Yellow orange light crept across the sky just as I finished typing. From my seat in our loft, I saw the sun rising red through the round window overlooking our scrubby three acres. I had been up all night, pouring my heart into letters that made words and paragraphs and pages of explanations and apologies and pleas for mercy. In a desperate attempt to appeal to the head director of the adoption placement agency, I had written our entire story, including the part about how we loved this child as if she were our own flesh and blood, promising that we would never do anything to intentionally cause her pain.
Our meeting with the director was scheduled for nine o’clock that morning. Please Lord God, I prayed as the printer spit out page after page, Please let him have compassion on us.
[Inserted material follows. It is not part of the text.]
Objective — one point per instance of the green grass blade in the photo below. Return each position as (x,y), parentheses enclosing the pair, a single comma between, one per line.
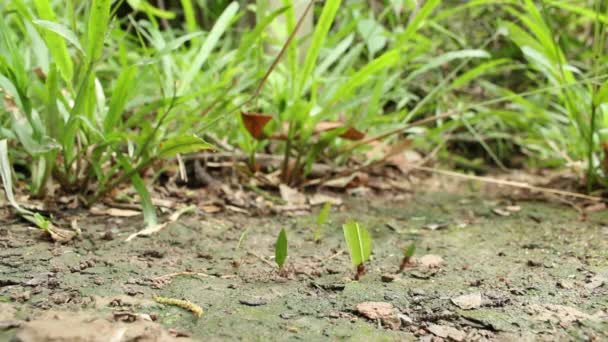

That’s how Chapter Eight begins – with me in a position of begging: begging God for mercy after I had compromised the truth by turning a blind eye to dishonesty. Begging the director for a second chance. Begging my spouse to stay present through the pain, rather than turning to the numbing comfort of his addiction. The begging did no good. I was broken.
Recently I read the story of King David, after he was approached by the prophet Nathan and forced to face his sin concerning beautiful Bathsheba (See 2 Samuel 12). It’s a heart-wrenching tale of a man who allowed his own desires to supercede his good sense, his calling, and his conscience. He got rebuked by the prophet and suffered some painful consequences, one being the death of his firstborn with Bathsheba. In verses 16-18, we find King David in the posture of pleading. He refused to eat for seven days, choosing instead to lie on the ground and allow himself to weep.
I understand his anguish. His guilt. His shame. King David’s moral failure resulted in devastating loss. So did mine.
The first time I walked through the dreaded Fourth Step in a recovery group, I was struck by the words “searching” and “fearless.” If you are unfamiliar with Step 4, it says, “We made a searching and fearless moral inventory of ourselves.”
I was terrified. I was also determined that there would be no skeletons in my closet and that I would ask the Holy Spirit to reveal anything I needed to add to my list. Although I had long ago repented of the sin of being dishonest on our adoption paperwork by neglecting to admit my knowledge of my spouse’s chemical dependency history, I had not allowed God to search the recesses of my heart for the motive behind my dishonesty.
During the process of making my fearless and searching moral inventory, I asked God to reveal the motives of my heart that had led to past moral failures. When He did, I was surprised to learn that FEAR was at the root of my failure to report the truth on our paperwork. That dishonesty was a fruit that could be traced down to a root of fear in my life and a distrust of God’s ability to handle a situation without me manipulating it.
When the Holy Spirit revealed that truth to me, I realized that FEAR also operated in other areas of my life, manifesting itself in unhealthy ways. Working Step 4 allowed me to take a deeper look at what seemed like a one-time incident. It allowed me to see patterns of thinking and behaving that could be traced back to FEAR. It allowed me to come face to face with myself and face to face with my faith.
Can FEAR and FAITH operate simultaneously in our lives?
We are each invited to do a thorough self-examination. Lamentations 3:40 (NKJV) says, “Let us search out and examine our ways.” But, it doesn’t stop there. After we examine our ways, God invites us to turn our backs on the past and turn back to Him. Here’s verse 41: “And turn back to the Lord; Let us lift our hearts and hands to God in heaven.”
David is a good example of someone who does this well. After being confronted by the prophet, here’s what happens next: “So David said to Nathan, ‘I have sinned against the Lord.’ And Nathan said to David, ‘The Lord also has put away your sin; you shall not die’” (2 Samuel 12:13). Isn’t God gracious? After all that David had done to lust, commit adultery, impregnate another man’s wife, and have him murdered! Still, The Lord “put away his sin!”
After David pled with God for days, begging in vain to be that sinfully-conceived child’s father, he accepted his harsh reality. The baby would not live. Did not live. When he realized this truth, the Bible says, “David arose from the ground, washed and anointed himself, and changed his clothes; and he went into the house of the Lord and worshiped” (2 Samuel 12:20).
That’s a hard pill to swallow. But he took it like a man who trusted the heart of his heavenly Father. I cannot say that I completely understand this passage, nor can I fathom the reasons that an innocent child could not live. Even so, I choose to trust the heart of The Father.
I choose to trust Him now, and I chose the same, all those years ago when I was not allowed to raise the child I loved more than anything. Did I always choose worship as the avenue for healing? No. But sometimes I did. And when I did, those were the moments that gave me the courage to take one more step out of the valley of the shadow of death – the death of my dreams, the death of my marriage, the death of my life as I knew it.
Whatever your circumstance, whatever giants you face today, will you choose to fight your FEAR with FAITH? As you make your own “fearless and searching moral inventory,” will you simply ask God to show you the root of your sin and trust Him to love you anyway and restore you to wholeness? Will you choose to trust your Father’s heart with your Step 4?